Ce divorce entre l’aile juppéiste et lemairiste avec l’aile « radicale » des Républicains, sur fond de clarification idéologique, c’est justement le projet de Macron. LR se trouve ainsi devant une alternative simple : gagner largement ou exploser. Pour réaffirmer ce propos, Baroin a expliqué que « la recomposition interviendra sur la base du choix des Français » lors des prochains scrutins.

En parallèle, La République en Marche a annoncé une nouvelle liste de 511 candidats investis pour les législatives, qui inclut notamment les noms de nouveaux candidats issus du MoDem. Numéro deux du parti centriste, Marielle de Sarnez, se voit ainsi investie à Paris. Les rodomontades de Francois Bayrou semblent avoir été entendues. La dernière vague « interviendra d’ici le milieu de la semaine ».

Avec cette prise de guerre, Emmanuel Macron lance son opération en deux temps, d’abord le gouvernement, pour entrainer une dynamique en vue des législatives. Edouard Philippe est chargé en tant que premier ministre de mener la campagne des législatives contre son propre camp. Il annoncera par ailleurs son gouvernement mardi en fin d’après-midi.

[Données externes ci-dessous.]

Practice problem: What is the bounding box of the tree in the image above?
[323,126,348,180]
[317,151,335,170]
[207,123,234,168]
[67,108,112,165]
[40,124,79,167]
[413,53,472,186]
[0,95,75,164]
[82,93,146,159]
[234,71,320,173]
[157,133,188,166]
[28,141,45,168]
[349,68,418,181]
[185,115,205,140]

La semaine dernière, Macron a débuté les consultations. Mardi, il s’était longuement entretenu avec l’ancien maire de Paris, Bertrand Delanoë, et lui aurait proposé d’entrer au gouvernement. D’autres se sont affichés comme disponibles, comme François Bayrou ou Jean-Yves Le Drian. « Collomb, Ferrand et Castaner auront sûrement leur place aussi », estime un membre du comité politique.

A droite, Édouard Philippe est venu à Matignon avec des noms. Certains lemairistes et juppéistes tendent désormais la main à Emmanuel Macron. Pour lui, l’enjeu est maintenant de trouver le point d’équilibre pour faire apparaître un gouvernement « équilibré ». A l’approche de la campagne, c’est une majorité parlementaire absolue que Macron vise. Une majorité pour gouverner par ordonnance.